At a more sublime level, the relationship between the superior and the dependent is also a matter of evolution in our understanding of personal assistance. In any business relationship or in all personal relationships one can also visualize the superior and the subordinate. But can a superior ever serve as a “subordinate” and implicitly partake and support in all activities of the subordinate? What is the behavior and demeanor of a personal assistant that will enable the superior to behave in such a manner? What is the behavior and demeanor of the subordinate that fosters such a change in role in the superior? When we find the answers to these questions, we also begin to see the distinction between the personal assistant and a spiritually evolved person.

When the child (subordinate) sees the sublime love of a mother (the superior) towards her child, exhibited through all her patience, perseverance and forgiveness of the child, then the relationship between the child and the mother reaches a higher plane. The same can be said of any relationship which starts as superior/assistant roles that transforms into an inter-dependent and in-separable relationship.

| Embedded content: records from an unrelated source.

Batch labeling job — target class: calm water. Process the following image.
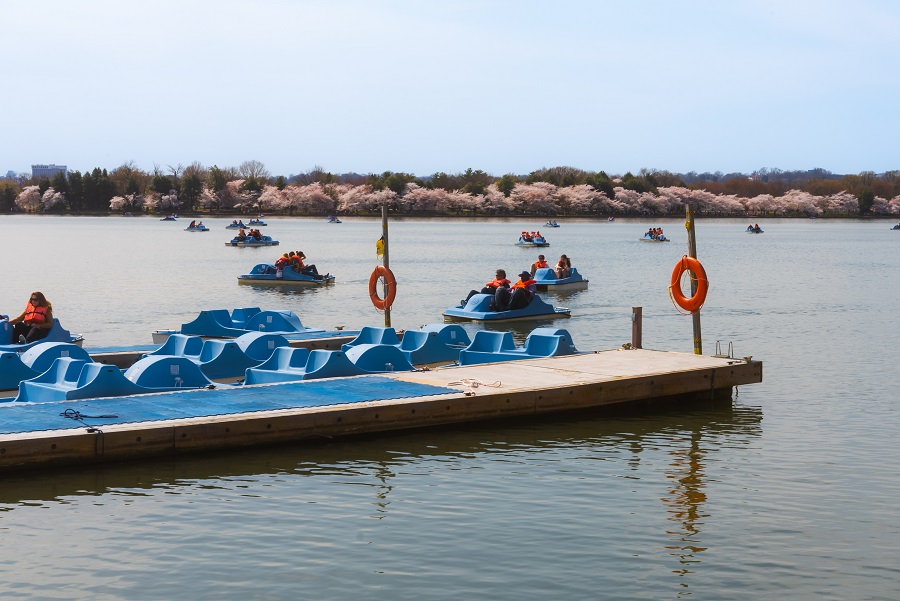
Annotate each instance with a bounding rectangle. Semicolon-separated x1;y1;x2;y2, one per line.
0;217;900;601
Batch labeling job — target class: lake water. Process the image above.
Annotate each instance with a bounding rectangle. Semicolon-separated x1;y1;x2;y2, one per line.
0;216;900;601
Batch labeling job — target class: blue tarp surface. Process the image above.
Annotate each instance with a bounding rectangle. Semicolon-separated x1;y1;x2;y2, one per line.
0;376;459;434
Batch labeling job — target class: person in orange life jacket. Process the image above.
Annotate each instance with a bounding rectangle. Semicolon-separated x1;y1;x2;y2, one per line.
491;271;537;311
294;250;323;280
531;255;549;277
460;269;512;307
9;292;53;344
556;255;572;279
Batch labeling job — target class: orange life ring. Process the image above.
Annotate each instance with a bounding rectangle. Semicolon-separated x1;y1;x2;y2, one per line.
669;255;709;312
369;265;397;311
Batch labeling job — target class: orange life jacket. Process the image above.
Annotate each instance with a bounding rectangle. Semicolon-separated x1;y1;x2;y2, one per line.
22;301;48;323
513;280;537;288
484;278;510;288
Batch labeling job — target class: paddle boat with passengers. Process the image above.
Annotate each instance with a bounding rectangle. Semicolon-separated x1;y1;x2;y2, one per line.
225;236;278;247
516;232;550;248
639;232;671;242
444;294;572;322
534;267;588;292
238;263;334;286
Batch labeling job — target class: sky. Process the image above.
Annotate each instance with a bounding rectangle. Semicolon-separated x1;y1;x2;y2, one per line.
0;0;900;177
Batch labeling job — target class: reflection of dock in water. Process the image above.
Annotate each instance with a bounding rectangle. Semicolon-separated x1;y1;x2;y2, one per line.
0;401;762;510
0;350;762;470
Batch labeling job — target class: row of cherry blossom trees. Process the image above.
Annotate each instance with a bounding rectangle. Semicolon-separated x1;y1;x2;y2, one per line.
16;180;900;216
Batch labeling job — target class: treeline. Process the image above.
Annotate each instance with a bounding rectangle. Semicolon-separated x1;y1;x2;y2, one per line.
0;161;900;214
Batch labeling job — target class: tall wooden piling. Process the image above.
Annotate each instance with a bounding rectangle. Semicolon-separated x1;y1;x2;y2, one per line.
684;203;703;355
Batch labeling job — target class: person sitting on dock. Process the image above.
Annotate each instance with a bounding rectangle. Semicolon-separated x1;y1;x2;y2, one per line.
3;292;53;344
491;271;537;311
556;255;572;280
531;255;549;277
459;269;512;307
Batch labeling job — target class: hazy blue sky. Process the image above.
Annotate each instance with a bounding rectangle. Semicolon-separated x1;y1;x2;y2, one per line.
0;0;900;176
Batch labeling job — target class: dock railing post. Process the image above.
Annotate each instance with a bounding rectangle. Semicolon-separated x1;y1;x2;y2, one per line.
684;203;703;355
381;203;391;328
631;307;644;348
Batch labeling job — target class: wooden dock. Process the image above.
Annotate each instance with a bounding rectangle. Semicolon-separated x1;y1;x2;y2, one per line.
0;349;762;471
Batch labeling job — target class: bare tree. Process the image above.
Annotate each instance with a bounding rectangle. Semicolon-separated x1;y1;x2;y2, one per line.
238;161;269;182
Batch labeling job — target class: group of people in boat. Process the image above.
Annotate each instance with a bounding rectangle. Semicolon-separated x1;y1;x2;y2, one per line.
460;255;572;312
275;250;331;280
237;228;264;240
0;291;53;344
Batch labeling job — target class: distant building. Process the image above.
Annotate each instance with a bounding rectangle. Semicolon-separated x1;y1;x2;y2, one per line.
31;165;67;179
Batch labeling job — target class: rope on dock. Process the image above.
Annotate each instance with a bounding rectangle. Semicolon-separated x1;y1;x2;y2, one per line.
447;378;503;388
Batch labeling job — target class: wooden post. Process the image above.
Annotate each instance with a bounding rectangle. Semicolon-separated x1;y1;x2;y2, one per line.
381;203;391;328
684;203;703;355
631;307;644;348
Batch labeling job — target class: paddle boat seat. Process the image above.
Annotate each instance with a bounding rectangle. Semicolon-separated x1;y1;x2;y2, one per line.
16;357;156;403
0;317;81;353
0;351;41;394
459;328;577;365
235;332;290;361
144;334;203;357
346;344;413;373
181;309;247;338
244;349;367;385
231;307;260;330
341;326;400;352
244;346;309;384
399;326;469;365
422;323;472;348
241;311;324;334
125;355;212;392
22;341;93;374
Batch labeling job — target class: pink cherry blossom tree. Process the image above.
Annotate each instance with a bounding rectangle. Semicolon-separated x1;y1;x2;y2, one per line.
16;186;41;213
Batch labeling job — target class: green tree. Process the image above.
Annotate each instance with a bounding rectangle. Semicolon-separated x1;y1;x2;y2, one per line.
0;179;21;213
856;188;875;215
66;171;84;211
181;173;203;207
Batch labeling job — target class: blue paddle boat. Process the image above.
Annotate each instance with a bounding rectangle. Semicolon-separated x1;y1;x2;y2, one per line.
238;263;334;286
444;294;572;322
516;232;550;248
534;267;588;291
225;236;278;246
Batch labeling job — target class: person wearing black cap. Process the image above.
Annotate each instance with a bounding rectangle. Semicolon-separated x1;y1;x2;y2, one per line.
491;271;537;311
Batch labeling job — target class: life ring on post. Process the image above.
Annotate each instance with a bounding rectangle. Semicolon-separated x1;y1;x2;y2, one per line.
369;265;397;311
669;255;709;313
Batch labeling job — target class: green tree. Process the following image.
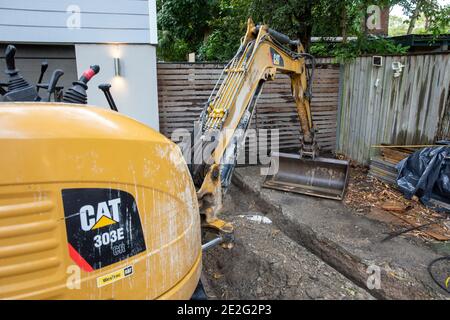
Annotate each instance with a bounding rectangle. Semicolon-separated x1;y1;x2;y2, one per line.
157;0;217;60
396;0;450;35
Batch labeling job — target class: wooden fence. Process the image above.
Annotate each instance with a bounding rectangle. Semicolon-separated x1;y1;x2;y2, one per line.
337;53;450;164
158;60;340;151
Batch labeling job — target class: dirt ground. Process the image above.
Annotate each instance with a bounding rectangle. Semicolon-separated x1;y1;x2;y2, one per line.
204;188;374;300
203;167;450;299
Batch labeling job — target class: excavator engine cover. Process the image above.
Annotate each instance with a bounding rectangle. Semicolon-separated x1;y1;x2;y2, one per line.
263;152;349;200
0;102;202;300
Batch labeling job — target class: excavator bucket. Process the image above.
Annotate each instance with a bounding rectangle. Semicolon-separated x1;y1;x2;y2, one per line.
263;152;349;200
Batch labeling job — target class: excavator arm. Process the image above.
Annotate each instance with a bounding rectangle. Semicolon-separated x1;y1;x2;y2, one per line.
193;19;318;233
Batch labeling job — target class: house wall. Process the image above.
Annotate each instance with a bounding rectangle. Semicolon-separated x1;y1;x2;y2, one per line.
75;44;159;130
0;0;157;44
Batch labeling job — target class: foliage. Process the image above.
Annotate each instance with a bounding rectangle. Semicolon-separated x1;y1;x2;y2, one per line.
310;35;409;62
157;0;216;60
199;0;250;61
157;0;444;61
395;0;450;36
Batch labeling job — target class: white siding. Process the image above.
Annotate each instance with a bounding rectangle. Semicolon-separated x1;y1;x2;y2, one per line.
0;0;157;44
75;44;159;130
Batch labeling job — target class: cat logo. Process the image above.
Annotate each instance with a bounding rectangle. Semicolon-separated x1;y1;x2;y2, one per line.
80;198;121;231
270;48;284;67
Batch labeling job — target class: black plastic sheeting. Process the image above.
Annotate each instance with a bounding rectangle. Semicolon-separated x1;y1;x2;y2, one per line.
396;146;450;213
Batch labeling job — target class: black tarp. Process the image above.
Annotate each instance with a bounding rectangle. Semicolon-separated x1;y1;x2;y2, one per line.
397;146;450;212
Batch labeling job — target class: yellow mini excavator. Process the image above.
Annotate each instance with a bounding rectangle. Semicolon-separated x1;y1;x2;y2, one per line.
0;20;345;299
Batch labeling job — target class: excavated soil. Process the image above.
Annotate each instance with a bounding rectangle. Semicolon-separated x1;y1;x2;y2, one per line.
203;187;373;300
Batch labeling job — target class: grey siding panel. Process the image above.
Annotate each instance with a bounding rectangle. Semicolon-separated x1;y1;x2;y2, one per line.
0;0;156;44
0;8;149;30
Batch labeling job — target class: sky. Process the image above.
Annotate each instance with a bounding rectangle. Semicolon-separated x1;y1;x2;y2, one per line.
391;0;450;17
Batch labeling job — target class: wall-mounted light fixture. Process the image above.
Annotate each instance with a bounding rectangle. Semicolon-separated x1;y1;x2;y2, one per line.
114;58;122;77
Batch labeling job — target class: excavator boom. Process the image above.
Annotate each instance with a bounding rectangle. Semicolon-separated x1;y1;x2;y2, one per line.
193;19;348;235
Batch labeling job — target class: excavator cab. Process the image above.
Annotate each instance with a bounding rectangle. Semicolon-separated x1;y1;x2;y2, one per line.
201;19;349;204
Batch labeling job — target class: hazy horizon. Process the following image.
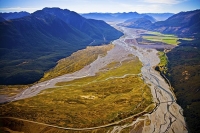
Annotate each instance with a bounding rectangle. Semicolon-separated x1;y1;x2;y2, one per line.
0;0;200;13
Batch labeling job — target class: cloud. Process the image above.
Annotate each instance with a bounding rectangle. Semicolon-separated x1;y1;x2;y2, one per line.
144;0;186;5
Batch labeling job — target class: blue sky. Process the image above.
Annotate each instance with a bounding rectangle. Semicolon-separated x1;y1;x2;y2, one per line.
0;0;200;13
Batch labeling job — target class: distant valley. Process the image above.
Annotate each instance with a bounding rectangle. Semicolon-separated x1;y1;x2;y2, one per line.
0;8;122;84
0;8;200;133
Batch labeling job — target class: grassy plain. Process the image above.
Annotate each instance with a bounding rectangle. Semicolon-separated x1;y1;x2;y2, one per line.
0;54;154;128
158;51;168;73
40;44;114;81
142;32;192;45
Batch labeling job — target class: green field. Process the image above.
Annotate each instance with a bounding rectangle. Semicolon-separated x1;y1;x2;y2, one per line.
40;44;114;82
0;53;155;128
142;32;192;45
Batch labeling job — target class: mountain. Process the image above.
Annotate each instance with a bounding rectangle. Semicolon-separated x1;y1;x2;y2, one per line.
0;12;30;20
0;8;122;84
82;12;156;22
117;18;152;28
0;17;6;22
120;10;200;36
150;10;200;35
144;13;174;21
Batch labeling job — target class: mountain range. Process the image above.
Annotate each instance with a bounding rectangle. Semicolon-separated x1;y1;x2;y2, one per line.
0;11;30;21
0;8;123;84
120;10;200;36
81;12;156;22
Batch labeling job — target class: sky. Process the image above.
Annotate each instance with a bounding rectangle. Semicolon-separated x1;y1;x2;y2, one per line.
0;0;200;13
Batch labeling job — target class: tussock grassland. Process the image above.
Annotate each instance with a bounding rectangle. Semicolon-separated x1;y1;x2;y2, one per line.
0;85;29;96
142;32;192;45
0;54;155;128
40;44;114;81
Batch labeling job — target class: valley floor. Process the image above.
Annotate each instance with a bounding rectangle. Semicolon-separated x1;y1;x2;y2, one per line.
0;27;187;133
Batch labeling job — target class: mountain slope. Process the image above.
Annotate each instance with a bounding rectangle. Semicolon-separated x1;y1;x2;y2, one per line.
82;12;156;22
150;10;200;35
0;12;30;20
118;18;152;28
43;8;122;43
0;10;122;84
144;13;174;21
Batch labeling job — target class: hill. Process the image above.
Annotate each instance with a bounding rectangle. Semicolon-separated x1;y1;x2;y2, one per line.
144;13;174;21
118;18;152;28
82;12;156;22
0;12;30;20
120;10;200;36
150;10;200;35
0;8;122;84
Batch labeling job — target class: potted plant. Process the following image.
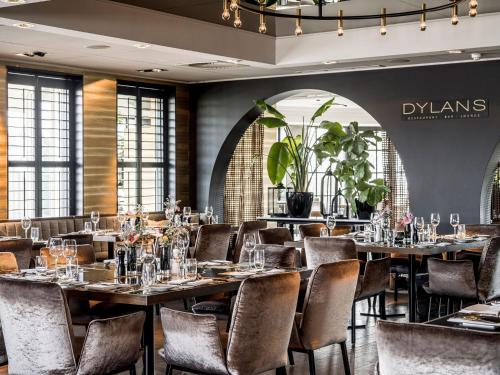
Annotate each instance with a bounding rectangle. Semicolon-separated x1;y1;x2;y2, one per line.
256;98;389;218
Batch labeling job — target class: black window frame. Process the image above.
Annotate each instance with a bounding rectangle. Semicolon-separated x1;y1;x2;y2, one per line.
7;67;83;219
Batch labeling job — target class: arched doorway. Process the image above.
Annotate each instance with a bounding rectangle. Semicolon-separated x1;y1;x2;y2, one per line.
219;90;409;225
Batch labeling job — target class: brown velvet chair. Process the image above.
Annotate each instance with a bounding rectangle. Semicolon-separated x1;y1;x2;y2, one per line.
161;272;300;375
259;228;293;245
193;224;231;261
424;237;500;319
0;278;145;375
304;237;391;345
239;244;296;268
289;260;359;375
232;220;267;263
0;239;33;269
375;321;500;375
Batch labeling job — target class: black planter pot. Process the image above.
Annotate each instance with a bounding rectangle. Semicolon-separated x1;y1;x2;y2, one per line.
356;199;375;220
286;191;314;218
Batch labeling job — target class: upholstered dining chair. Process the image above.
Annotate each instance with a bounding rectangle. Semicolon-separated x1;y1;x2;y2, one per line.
375;321;500;375
232;220;267;263
0;277;145;375
259;227;293;245
304;237;391;345
289;260;359;375
0;238;33;269
424;237;500;319
161;272;300;375
193;224;231;261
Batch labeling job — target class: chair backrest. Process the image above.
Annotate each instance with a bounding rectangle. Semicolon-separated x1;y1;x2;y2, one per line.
259;228;293;245
239;244;297;268
299;260;359;350
0;252;19;273
40;245;96;268
0;239;33;269
299;223;326;239
376;320;500;375
477;237;500;301
304;237;358;268
233;220;267;263
193;224;231;261
0;277;76;374
227;272;300;374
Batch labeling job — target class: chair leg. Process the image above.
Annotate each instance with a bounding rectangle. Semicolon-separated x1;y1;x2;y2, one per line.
340;341;351;375
307;350;316;375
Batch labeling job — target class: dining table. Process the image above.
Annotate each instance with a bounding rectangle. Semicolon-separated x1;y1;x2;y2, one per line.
8;262;311;375
284;235;486;323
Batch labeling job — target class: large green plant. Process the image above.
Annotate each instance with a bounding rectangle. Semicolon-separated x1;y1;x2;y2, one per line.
256;98;389;211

We also see many examples of this notion of “King as the servant” in literature, in the description of the moral codes for leaders in the society as well as in religious writings.

The unconditional faith nurtured through respect and devotion by the assistant (individual) to the Lord (or the ideal) and the unrelenting support received by the assistant as a result, are metaphorically described in Bhagawath Geetha, as the relationship between Arjuna (the individual) and Krishna (the Lord) serving as his charioteer (personal assistant).

You are my Mother and You are my Father ; You are my Relative and You are my Friend.; You are my Knowledge and You are my Wealth; You are my All, My God of Gods.—Queen Ghandhari’s words addressing Krishna (the Lord)  after the loss of her hundredth (and final) son Duryodhana in the war at Kurukshetra – Mahabharatha.